After getting back on track, I started to feel burned out in my favorite thing: music. All of a sudden, the only thing I was so proud of, the only thing I identified myself with for the last 10 years, the love of my life, was shaking.
But in the meantime, I tried to find something new to take a break from music. I learned data analytics, learned how to code, how to play with data, how to build a machine learning model, and I loved it!
When I wanted to gain more real-world experience and started to apply for jobs, after over 400 applications, nothing. Back to the red light again.
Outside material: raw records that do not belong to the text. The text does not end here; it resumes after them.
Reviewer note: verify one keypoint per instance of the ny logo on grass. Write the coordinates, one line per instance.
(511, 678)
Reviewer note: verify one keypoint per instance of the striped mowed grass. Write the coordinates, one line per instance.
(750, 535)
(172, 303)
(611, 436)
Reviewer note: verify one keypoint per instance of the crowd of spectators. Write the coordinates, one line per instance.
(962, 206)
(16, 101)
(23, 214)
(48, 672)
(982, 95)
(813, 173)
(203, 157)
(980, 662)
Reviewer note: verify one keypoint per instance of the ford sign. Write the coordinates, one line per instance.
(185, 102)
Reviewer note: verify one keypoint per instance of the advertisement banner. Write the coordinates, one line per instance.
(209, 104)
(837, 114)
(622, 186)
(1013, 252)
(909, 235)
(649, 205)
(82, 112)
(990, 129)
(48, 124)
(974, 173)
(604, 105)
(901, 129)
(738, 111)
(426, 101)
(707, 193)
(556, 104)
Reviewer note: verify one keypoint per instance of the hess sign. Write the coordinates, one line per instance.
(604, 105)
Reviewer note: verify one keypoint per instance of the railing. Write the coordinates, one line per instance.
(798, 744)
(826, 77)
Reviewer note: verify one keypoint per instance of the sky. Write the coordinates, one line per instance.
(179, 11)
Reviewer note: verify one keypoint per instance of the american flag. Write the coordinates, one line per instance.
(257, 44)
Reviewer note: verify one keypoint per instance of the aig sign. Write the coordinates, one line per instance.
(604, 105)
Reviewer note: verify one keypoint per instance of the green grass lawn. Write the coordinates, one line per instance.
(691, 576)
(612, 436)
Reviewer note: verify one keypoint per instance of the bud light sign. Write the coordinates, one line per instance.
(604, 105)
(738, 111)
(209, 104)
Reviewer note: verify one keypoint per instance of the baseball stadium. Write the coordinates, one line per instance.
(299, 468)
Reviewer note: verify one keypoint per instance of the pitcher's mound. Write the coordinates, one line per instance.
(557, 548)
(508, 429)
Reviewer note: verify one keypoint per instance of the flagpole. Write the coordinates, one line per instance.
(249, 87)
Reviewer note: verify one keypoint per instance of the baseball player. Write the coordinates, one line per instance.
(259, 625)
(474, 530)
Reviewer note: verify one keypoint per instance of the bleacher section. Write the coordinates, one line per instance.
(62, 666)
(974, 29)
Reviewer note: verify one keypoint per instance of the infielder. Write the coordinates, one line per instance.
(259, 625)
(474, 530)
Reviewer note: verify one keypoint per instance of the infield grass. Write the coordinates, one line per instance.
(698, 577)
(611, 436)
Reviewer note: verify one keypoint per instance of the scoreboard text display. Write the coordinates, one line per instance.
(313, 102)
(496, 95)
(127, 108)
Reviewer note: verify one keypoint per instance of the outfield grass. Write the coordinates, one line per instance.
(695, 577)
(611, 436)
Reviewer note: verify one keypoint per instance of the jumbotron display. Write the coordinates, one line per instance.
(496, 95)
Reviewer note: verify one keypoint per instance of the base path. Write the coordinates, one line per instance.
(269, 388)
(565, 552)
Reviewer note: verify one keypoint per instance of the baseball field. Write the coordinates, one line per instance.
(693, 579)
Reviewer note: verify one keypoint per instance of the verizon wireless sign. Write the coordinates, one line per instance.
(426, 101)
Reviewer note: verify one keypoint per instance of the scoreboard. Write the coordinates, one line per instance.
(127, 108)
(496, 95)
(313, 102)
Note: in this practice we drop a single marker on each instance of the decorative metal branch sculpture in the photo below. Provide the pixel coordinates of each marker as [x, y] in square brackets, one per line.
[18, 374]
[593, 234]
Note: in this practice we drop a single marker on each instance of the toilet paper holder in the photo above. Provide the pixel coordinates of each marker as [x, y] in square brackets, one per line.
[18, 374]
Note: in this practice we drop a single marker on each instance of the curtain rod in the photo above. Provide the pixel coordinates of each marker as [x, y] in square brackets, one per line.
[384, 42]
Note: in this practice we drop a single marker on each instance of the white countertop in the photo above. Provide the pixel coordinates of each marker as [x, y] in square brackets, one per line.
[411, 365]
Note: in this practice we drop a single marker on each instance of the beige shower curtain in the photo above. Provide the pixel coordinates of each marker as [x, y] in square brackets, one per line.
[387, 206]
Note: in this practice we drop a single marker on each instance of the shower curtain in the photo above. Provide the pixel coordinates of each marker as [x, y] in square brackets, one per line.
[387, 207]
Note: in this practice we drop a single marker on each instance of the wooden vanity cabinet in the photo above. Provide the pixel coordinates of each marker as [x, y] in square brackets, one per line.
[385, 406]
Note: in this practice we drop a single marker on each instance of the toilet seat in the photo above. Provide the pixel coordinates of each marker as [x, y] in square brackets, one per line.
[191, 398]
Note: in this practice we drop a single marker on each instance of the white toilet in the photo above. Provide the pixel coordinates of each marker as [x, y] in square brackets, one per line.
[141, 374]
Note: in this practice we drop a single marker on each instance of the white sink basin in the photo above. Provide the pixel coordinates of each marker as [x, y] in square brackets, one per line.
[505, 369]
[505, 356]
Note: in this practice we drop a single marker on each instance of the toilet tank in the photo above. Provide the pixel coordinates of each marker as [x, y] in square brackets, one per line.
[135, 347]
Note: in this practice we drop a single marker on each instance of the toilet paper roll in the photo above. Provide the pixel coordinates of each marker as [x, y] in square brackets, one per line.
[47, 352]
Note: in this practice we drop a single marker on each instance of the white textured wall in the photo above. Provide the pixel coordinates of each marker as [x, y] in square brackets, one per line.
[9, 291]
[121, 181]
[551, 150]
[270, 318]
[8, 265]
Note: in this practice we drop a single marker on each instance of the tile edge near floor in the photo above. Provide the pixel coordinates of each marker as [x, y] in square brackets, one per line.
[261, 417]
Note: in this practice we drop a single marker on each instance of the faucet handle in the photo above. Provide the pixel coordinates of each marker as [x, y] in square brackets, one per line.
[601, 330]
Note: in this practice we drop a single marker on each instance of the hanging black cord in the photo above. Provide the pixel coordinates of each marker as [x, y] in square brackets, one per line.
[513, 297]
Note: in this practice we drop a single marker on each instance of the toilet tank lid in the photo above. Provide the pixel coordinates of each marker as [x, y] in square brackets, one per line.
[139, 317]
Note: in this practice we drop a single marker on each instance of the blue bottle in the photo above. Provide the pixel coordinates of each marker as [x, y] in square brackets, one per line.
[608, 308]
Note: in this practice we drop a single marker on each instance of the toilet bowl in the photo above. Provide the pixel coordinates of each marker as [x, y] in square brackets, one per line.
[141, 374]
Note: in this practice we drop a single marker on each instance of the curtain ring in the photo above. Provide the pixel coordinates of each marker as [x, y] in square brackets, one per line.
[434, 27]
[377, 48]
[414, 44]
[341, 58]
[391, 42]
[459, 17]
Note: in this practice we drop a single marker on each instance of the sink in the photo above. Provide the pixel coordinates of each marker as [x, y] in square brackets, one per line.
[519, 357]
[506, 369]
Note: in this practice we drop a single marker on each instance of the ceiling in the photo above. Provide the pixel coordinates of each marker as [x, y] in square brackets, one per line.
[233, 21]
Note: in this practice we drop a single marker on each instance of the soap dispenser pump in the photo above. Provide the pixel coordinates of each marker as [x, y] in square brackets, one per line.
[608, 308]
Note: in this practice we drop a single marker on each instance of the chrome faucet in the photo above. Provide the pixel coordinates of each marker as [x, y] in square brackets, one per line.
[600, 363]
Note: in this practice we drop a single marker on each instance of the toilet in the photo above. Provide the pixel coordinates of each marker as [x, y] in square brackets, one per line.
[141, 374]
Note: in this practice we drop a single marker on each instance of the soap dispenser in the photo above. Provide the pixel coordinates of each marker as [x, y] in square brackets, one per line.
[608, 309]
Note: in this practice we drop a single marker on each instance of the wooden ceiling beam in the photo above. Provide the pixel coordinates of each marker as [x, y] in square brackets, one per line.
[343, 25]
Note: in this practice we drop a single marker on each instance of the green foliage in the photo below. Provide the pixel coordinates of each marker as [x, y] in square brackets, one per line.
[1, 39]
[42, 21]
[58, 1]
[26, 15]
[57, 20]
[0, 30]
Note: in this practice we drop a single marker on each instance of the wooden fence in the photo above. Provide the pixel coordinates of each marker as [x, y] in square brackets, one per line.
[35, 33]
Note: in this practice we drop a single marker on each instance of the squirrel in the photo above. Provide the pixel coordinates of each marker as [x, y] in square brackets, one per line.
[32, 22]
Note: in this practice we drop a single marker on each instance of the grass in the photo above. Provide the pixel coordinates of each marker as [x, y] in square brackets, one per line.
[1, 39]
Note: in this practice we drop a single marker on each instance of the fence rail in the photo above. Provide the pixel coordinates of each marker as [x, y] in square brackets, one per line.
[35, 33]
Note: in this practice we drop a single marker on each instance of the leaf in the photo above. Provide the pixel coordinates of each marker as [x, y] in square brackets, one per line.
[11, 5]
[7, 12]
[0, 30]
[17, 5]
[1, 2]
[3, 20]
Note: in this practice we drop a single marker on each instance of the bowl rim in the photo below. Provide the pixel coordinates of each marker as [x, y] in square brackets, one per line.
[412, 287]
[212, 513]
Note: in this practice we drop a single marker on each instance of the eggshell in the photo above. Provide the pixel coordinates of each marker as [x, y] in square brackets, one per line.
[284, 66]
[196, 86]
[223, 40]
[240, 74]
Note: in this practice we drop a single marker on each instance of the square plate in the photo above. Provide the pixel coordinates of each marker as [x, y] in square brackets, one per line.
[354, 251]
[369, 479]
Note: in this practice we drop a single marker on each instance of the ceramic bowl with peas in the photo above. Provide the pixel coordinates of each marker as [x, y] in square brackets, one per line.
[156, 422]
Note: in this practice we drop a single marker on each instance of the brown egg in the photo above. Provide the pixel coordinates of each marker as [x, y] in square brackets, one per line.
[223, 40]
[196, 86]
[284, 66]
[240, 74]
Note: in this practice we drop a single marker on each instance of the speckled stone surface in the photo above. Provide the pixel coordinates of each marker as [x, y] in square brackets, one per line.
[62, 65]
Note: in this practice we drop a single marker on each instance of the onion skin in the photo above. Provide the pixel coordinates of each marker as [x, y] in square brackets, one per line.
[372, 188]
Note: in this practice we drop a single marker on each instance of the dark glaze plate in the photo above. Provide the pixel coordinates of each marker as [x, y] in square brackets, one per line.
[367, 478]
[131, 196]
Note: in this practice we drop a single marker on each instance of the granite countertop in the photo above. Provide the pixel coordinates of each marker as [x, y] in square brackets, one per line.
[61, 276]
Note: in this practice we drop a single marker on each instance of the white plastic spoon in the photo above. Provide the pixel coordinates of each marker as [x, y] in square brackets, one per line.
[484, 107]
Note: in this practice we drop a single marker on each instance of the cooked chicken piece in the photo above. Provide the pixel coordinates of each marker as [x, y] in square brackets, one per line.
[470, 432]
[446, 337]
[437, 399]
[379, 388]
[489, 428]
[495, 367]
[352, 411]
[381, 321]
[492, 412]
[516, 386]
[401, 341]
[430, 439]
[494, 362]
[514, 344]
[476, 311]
Even now, my red light doesn’t seem to be turning green yet.
Despite these years of red lights, my wife once told me, “You’re actually in a pretty messed up situation in life, but you seem happy, still. And that’s the part I admire!”
(Yes, this green light, red light is a reference to Matthew McConaughey’s book: Greenlights, which I highly recommend!)
Well, I Meditate
That’s my answer.
From time to time, my thoughts get messy, my emotions fluctuate, my mind is up and down like everybody else. But as a media music composer with delivery deadlines, there’s no time for me to feel grumpy. Sometimes I have to write two 3-minute music tracks in a day!
So I did some research, trying to find ways to avoid this situation, or at least decrease the frequency. Then I found—tada!—meditation!
In this site, I try not to talk about the usual benefits of mindfulness and meditation—that they can help you relieve stress, sleep better, blah blah blah. I want to share the cool parts I found in other aspects.
But today, I still have to talk about how meditation helps me control my mind better.
How Meditation Helps
Mindfulness and meditation are basically the same. Mindfulness is trying to have that little meditation feeling in your everyday life, and meditation is like a deeper mindful state.
With only a few months of practice, I felt the difference.
When I encounter anger, depression, grumpy days, or not-so-great people, I can notice my emotions objectively, like watching my emotions move from a different angle.
As Sam Harris says in his meditation app Waking Up, “Try to get into this meditation state in your daily life, even just a blink moment is good enough.”
Since I can see what affects my emotions more objectively, I can avoid being led by bad emotions like anger, sadness, or depression. So I can have a steadier mind.
But of course, I’m not a Jedi master or in a Bene Gesserit sisterhood. I still feel angry, sad, betrayed, and soupy all the time. But when I encounter those feelings, now I know how to get out of them sooner.
And that’s the secret that helped me get through the longest red light so far in my life, and still feel fulfilled every day.
Meditation Exercise
As some research says, even 5-10 minutes of meditation a day can have a huge impact on your life.
It’s very easy:
- Find a place to sit or lie down, without distractions.
- Relax your body, from toe to head.
- Focus on your breath, feel the up and down in your chest, feel the flow through your nostrils.
- I usually imagine I’m in a black space, sitting on a water surface.
- Everything is your consciousness: It’s a trick I learned from Sam Harris' meditation app Waking Up. All the things you hear, feel, taste, think, love, and hate are in one space—your consciousness. This trick taught me how to face bad emotions and see my mind more objectively.
- Open your mind: In the end, I reflect on The Alphabet of the Heart, by Dr. James Doty in his book Into The Magic Shop, from C to L:
- C: Compassion: Feel others’ pain with a desire to help.
- D: Dignity: Recognize that dignity is an essential part of everyone.
- E: Equanimity: Stay even when good and bad things happen.
- F: Forgiveness: The best gift to yourself and others.
- G: Gratitude: Is there anything you are grateful for?
- H: Humility: Stay humble; you can learn from anything.
- I: Integrity: Define what is most valuable to you.
- J: Justice: Everyone can make this society better.
- K: Kindness: The practice of compassion.
- L: Love: The ultimate answer.
It might sound cliché to you, but I wouldn’t write them here if they didn’t work for me. Those words are powerful to reflect on. You can feel the impact on your mind when you mindfully meditate on those words.
That’s it! Just a 5-minute practice anytime—before bed, after a workout, in the middle of work—is great for you to have a clearer mind.